Comme cela fait quelques mois, je ne me souviens plus de ses mots exacts. Ca ressemblait à ces phrases là, mais dites avec moins de mots et d'une manière plus juste. Ils m'avaient profondément marqués. Mais avec le temps, je n'en garde que l'essence.

Je note également qu'il y a une ascension constante dans ce songe, de la mer jusqu'en haut de la tour.

Roh là là, je remarque que je me suis un peu emportée dans mon débit d'écriture, pardon pour le pavé.... J'espère que ça n'a pas trop été une corvée....

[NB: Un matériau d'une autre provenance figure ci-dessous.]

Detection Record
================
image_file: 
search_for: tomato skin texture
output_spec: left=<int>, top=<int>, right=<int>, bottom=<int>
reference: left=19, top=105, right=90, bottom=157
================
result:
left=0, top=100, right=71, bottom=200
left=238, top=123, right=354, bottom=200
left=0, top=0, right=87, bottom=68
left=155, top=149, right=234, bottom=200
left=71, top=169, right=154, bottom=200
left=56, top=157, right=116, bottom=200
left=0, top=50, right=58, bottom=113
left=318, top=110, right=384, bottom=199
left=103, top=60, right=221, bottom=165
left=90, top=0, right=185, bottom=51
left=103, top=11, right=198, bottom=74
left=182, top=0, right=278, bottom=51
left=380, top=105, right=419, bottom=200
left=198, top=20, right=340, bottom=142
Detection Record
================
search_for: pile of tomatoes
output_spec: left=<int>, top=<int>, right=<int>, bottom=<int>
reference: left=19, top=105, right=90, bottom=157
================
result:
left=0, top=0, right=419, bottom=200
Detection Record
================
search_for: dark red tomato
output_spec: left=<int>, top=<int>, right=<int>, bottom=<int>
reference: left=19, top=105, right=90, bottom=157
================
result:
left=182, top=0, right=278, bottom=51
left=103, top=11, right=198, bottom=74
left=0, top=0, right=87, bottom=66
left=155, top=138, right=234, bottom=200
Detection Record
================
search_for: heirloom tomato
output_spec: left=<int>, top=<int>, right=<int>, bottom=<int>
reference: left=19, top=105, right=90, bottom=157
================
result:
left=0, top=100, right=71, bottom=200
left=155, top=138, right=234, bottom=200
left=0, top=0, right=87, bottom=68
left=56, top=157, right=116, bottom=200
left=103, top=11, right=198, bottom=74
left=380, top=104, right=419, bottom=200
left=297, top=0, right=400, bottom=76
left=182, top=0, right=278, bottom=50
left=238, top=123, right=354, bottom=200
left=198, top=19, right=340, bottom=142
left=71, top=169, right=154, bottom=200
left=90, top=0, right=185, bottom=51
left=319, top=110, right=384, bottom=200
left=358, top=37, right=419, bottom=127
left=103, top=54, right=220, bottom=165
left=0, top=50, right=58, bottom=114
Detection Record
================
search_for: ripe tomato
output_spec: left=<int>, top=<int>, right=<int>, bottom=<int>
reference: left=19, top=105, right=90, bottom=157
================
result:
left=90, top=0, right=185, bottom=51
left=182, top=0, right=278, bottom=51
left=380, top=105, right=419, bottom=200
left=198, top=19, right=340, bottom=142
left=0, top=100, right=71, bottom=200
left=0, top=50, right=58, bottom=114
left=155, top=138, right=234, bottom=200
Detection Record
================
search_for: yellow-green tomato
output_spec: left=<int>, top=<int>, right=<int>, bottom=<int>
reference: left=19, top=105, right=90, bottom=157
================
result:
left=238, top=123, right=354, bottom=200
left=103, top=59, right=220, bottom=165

En tout cas, chapeau pour la patience!

Et encore merci pour votre réponse! :-o

Posté : 28 janv. 2013 16:07
par LFS
Bonjour Ever

Pour ce qui est de raymond : Vient du germain "ragin et mund" "conseil et protecteur" .
Ça c'est fait !
La mer c'est un genre de baptême, les rêves de nage dans la mer sont un signe de régénération intérieure qui augure d'une forme de renaissance.
Votre préoccupation à sortir la poitrine pour préserver l'objet met en évidence votre attachement matériel. Est-ce l'objet l'essentiel ou vous ? (votre "âme"-esprit dans votre corps.)
La chaise est un élément qui renvoie à la stabilité intérieure et la stabilité de la situation. La chaise est faite pour s'asseoir, se poser, se stabiliser.
La cage aux oiseaux vide vous renvoie à une obligation de prendre votre envol, de vous libérer de la cage justement. Ce qui est important avec la cage aux oiseaux vie est qu'elle soit vide car ouverte, comme vous l'avez écrit.
Les propos de la personne qui fait office de "maître spirituel" dans votre vie éveillée est une injonction à oeuvrer pour votre autonomie, votre indépendance d'esprit et d'actions. Autrement dit les autres, ceux qui fonctionnent selon un standard ou une norme, ne peuvent vous convenir puisque vous avez à cultiver votre particularité.
En ce qui vous concerne, l'expression chez vous peut passer par le chant, puisque vous êtes chanteuse si j'ai bien retenu ?

Bon aprem LF

Posté : 13 févr. 2013 16:09
par Ever
Vous avez bien retenu, je chante! D'ailleurs j'ai eu un songe cette nuit à ce sujet que je vais essayer d'écrire aujourd'hui.
La passation de la chaise à la cage avec votre explication est pleine de sens.
Concernant l'objet je dirais qu'il est au moins aussi important que moi, car ce n'est pas un simple objet matériel mais quelque chose lié à mon âme. Le respecter c'est me respecter.

Voilà, merci encore pour votre interprétation LFS!